SegmentQTL documentation

cis

Cis Objects

class Cis()

load_and_validate_file

def load_and_validate_file(file_path: str, index_col: int)

Load a CSV file and validate its existence and content.

Arguments:

  • file_path: Path to file

Returns:

  • Dataframe from contents of the CSV file

Raises:

  • FileNotFoundError: If the file does not exist at the given path.
  • ValueError: If the CSV file is empty (i.e., has no rows).

start_end_gene_window

def start_end_gene_window(gene_index: int)

Find position of the window of a given gene.

Arguments:

  • gene_index: Index of the desired gene on the quantification file

Returns:

  • Tuple of window_start and window_end, which define the start and end positions of the window

get_variants_for_gene_window

def get_variants_for_gene_window(current_start: int, current_end: int)

Find all the variants inside a window of a gene.

Arguments:

  • current_start: Start position of a window
  • current_end: End position of a window

Returns:

  • variants: Subset of genotype dataframe that contains only those variants that are inside the given window

gene_variants_common_segment

def gene_variants_common_segment(start: int, end: int, variants: pd.DataFrame)

Filter variants to ensure that the gene and variants that are in the same window are also on a same segment.

Arguments:

  • start: Start position of a window
  • end: End position of a window
  • variants: Subset of genotype file. Only variants that are in the same window as the gene of interest

Returns:

  • variants: Subset of genotype dataframe that is filtered and masked by segmentation and window.

gene_variant_regressions_permutations

def gene_variant_regressions_permutations(gene_index: int,
                                          transf_variants: pd.DataFrame,
                                          variant: str,
                                          regression_data: pd.DataFrame)

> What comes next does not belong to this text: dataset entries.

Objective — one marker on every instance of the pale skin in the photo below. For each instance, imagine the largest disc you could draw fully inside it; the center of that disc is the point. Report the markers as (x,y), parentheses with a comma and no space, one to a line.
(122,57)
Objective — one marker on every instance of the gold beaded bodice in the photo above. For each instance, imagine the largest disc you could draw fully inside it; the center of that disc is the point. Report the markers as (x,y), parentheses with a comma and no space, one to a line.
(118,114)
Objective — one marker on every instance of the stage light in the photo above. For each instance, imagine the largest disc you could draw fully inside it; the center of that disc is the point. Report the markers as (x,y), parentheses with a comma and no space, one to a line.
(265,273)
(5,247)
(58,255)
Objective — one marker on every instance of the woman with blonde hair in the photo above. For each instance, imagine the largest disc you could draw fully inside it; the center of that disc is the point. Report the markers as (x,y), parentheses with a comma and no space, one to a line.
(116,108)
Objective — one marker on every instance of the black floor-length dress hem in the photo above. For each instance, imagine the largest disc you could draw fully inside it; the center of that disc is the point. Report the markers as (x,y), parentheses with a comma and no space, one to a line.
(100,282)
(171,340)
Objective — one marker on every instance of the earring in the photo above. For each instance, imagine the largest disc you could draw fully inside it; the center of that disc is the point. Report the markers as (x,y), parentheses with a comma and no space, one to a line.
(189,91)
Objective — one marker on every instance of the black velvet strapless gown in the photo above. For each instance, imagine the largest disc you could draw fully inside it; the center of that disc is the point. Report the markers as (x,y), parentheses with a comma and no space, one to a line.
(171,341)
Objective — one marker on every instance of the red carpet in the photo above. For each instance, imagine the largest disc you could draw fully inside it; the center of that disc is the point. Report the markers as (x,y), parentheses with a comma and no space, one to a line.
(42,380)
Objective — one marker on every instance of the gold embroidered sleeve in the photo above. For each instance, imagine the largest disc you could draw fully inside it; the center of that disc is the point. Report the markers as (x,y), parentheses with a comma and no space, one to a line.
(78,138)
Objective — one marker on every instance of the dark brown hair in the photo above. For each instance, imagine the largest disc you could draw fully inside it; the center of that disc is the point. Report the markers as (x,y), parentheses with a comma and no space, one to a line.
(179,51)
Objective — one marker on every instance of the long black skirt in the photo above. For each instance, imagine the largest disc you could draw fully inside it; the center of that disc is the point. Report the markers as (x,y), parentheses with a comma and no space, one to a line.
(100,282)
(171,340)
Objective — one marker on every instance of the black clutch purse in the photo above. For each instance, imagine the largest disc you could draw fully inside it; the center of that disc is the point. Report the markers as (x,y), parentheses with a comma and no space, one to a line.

Perform permutations to obtain adjusted p-values. In case of 0 permutations, do only nominal pass.

Arguments:

  • gene_index: Index of a gene of interest on the quantification file.
  • transf_variants: Dataframe of transformed variants that are processed for window and segmentation.
  • variant: Variant id
  • regression_data: Dataframe with current gene expression levels, genotypes, and covariates

Returns:

  • actual_associations: Dataframe of association testing results for a gene. When > 0 permutations are used, also adjusted p-values are provided.

permutation_data

def permutation_data(gene_index: int, perm_index: int,
                     transf_variants: pd.DataFrame, variant: str)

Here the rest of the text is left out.